Hadis ini diriwayatkan oleh at-Thabrani (w. 360 H) dalam Mu’jam as-Shagir no. 24. dari jalur Mus’ab bin Said, dari Musa bin A’yun, dari Laits bin Abi Salim.
Hadis ini dinilai dhaif oleh para ulama pakar hadis, karena dua alasan,
1. Laits bin Abi Salim dinilai dhaif karena mukhtalat (hafalannya kacau), dan dia perawi mudallis (suka menutupi)
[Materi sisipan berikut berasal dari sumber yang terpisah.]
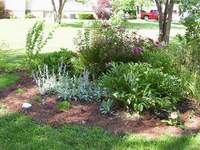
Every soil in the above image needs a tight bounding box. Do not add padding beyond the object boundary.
[0,73,200,138]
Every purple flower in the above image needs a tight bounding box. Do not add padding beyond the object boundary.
[132,47,144,55]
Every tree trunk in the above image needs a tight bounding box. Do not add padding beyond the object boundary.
[51,0,67,24]
[155,0,174,44]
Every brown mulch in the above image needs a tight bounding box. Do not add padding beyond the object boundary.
[0,73,200,138]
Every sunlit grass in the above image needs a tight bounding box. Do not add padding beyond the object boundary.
[0,113,200,150]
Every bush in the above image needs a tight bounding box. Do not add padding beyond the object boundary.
[55,71,105,102]
[37,49,77,73]
[141,49,177,75]
[78,13,94,19]
[75,23,155,76]
[100,63,185,114]
[94,0,112,20]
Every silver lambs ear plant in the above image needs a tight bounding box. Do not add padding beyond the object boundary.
[32,63,66,95]
[55,71,106,102]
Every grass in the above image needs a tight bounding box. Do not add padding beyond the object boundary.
[0,19,184,51]
[0,113,200,150]
[60,20,184,29]
[0,73,19,92]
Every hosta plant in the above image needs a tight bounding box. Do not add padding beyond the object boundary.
[100,63,185,114]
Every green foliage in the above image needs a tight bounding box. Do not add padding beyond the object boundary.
[141,49,177,74]
[31,95,42,104]
[162,112,185,129]
[55,71,106,102]
[78,13,94,19]
[112,0,136,15]
[57,101,71,111]
[0,73,20,92]
[101,63,185,113]
[0,50,26,72]
[26,21,52,71]
[100,99,113,115]
[15,88,24,94]
[75,23,152,76]
[37,49,76,73]
[32,64,66,95]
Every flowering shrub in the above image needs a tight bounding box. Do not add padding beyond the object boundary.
[75,23,153,76]
[100,63,185,114]
[132,47,144,55]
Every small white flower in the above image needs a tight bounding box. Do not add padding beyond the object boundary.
[170,112,178,119]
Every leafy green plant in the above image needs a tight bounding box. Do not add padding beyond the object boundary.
[31,95,42,104]
[57,101,71,111]
[100,63,185,115]
[55,71,106,102]
[26,21,53,70]
[162,112,185,129]
[38,49,76,74]
[100,99,113,115]
[141,49,177,74]
[15,88,24,94]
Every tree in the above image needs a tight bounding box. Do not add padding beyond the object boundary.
[51,0,67,24]
[0,0,5,19]
[94,0,111,20]
[155,0,175,44]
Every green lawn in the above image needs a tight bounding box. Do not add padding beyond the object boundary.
[0,113,200,150]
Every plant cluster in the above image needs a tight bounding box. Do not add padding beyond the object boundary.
[26,21,53,70]
[100,63,184,114]
[55,71,106,102]
[75,23,154,76]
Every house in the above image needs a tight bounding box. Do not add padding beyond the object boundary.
[0,0,95,18]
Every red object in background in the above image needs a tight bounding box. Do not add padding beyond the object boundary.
[140,10,159,20]
[94,0,112,20]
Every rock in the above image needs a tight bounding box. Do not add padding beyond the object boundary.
[22,103,32,109]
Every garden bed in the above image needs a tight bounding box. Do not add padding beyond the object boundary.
[1,75,200,138]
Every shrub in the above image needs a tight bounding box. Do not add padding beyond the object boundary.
[141,49,177,75]
[100,63,185,114]
[32,64,66,95]
[78,13,94,19]
[26,21,52,70]
[55,71,105,102]
[37,49,77,73]
[75,24,155,76]
[100,99,113,115]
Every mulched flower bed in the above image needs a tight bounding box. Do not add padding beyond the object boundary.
[0,73,200,138]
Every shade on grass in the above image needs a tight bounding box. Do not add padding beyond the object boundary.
[0,113,200,150]
[0,73,20,92]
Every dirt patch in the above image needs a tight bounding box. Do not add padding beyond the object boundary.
[0,70,33,99]
[0,77,200,138]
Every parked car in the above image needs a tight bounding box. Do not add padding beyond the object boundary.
[140,10,159,20]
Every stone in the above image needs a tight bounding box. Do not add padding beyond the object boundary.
[22,103,32,109]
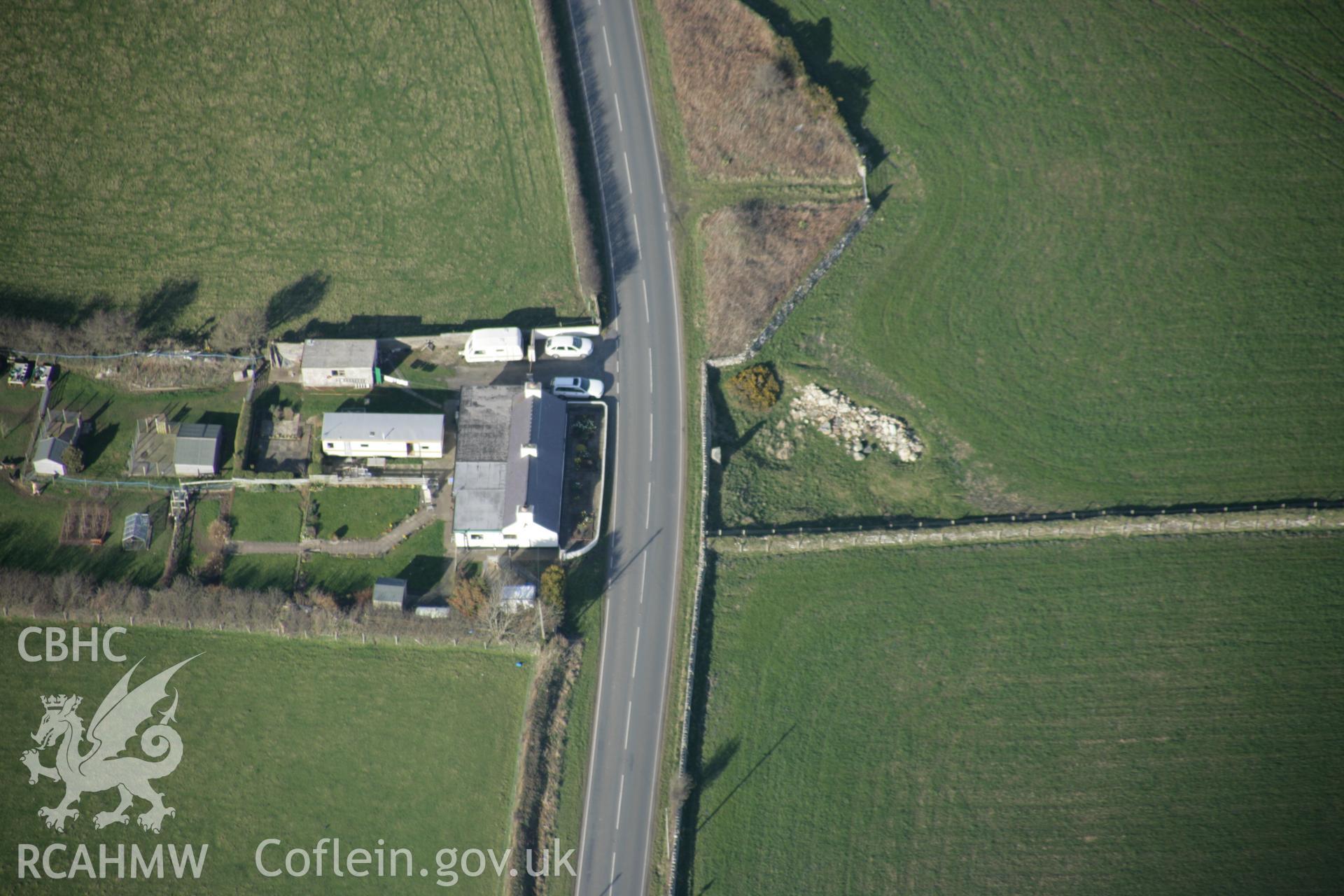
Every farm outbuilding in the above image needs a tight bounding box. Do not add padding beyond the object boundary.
[302,339,378,388]
[32,411,80,475]
[323,411,444,458]
[172,423,223,475]
[374,579,406,610]
[121,513,155,551]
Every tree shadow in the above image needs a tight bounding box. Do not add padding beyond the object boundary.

2. Mus’ab bin Said, dinilai sangat lemah oleh para ulama. Ibnu Adi mengatakan tentang perawi ini,
يحدث عن الثقات بالمناكير ويصحف عليهم ، والضعف على حديثه بيِّن
”Beliau membawakan hadis-hadis munkar atas nama perawi terpercaya dan menyalahi ucapan mereka. Status dhaif hadisnya sangat jelas.”
(al-Fatawa al-Haditsiyah, al-Huwaini, 1/45 – 46).
Kesimpulannya, hadis di atas adalah hadis dhaif dan Imam ad-Dzahabi (w. 748 H) menilainya munkar. Karena itu, hadis ini tidak bisa dijadikan dalil.
Memejamkan Mata Ketika Shalat Hukumnya Makruh
Hanya saja para ulama menegaskan, memejamkan mata ketika shalat hukumnya makruh. Kecuali ketika hal ini dibutuhkan, karena pemandangan di sekitarnya sangat mengganggu konsentrasi shalatnya.
Mengenai alasan dihukumi makruh, ada beberapa keterangan dari para ulama, diantaranya,
a. Memejamkan mata ketika shalat, bukan termasuk sunah Nabi shallallahu ‘alaihi wa sallam. Ibnul Qoyim (w. 751 H) mengatakan,
ولم يكن من هديه صلى الله عليه و سلم تغميض عينيه في الصلاة
”Bukan termasuk sunah Nabi shallallahu ‘alaihi wa sallam, memejamkan mata ketika shalat.” (Zadul Ma’ad, 1/283)
b. Memejamkan mata ketika shalat, termasuk kebiasaan shalat orang yahudi. Dalam ar-Raudhul Murbi’ – kitab fikih madzhab hambali – pada penjelasan hal-hal yang makruh ketika shalat, dinyatakan,
ويكره أيضا تغميض عينيه لأنه فعل اليهود
”Makruh memejamkan mata ketika shalat, karena ini termasuk perbuatan orang yahudi.” (ar-Raudhul Murbi’, 1/95).
c. Karena memejamkan mata bisa menyebabkan orang tertidur, sebagaimana keterangan dalam Manar as-Sabil (1/66).
Untuk itu, sebagian ulama membolehkan memejamkan mata ketika ada kebutuhan. Misalnya, dengan memejamkan mata, dia menjadi tidak terganggu dengan pemandangan di sekitarnya. Ibnul Qoyim mengatakan,
والصواب أن يقال : إن كان تفتيح العينين لا يخل بالخشوع فهو أفضل ، وإن كان يحول بينه وبين الخشوع لما في قبلته من الزخرفة والتزويق أو غيره مما يشوش عليه قلبه ، فهنالك لا يكره التغميض قطعًا ، والقول باستحبابه في هذا الحال أقربُ إلى أصول الشرع ومقاصده من القول بالكراهة
Kesimpulan yang benar, jika membuka mata (ketika shalat) tidak mengganggu kekhusyuan, maka ini yang lebih afdhal. Tetapi jika membuka mata bisa mengganggu kekhusyuan, karena di arah kiblat ada gambar ornamen hiasan, atau pemandangan lainnya yang mengganggu konsentrasi hatinya, maka dalam kondisi ini tidak makruh memejamkan mata. Dan pendapat yang menyatakan dianjurkan memejamkan mata karena banyak gangguan sekitar, ini lebih mendekati prinsip ajaran syariat dari pada pendapat yang memakruhkannya. (Zadul Ma’ad, 1/283).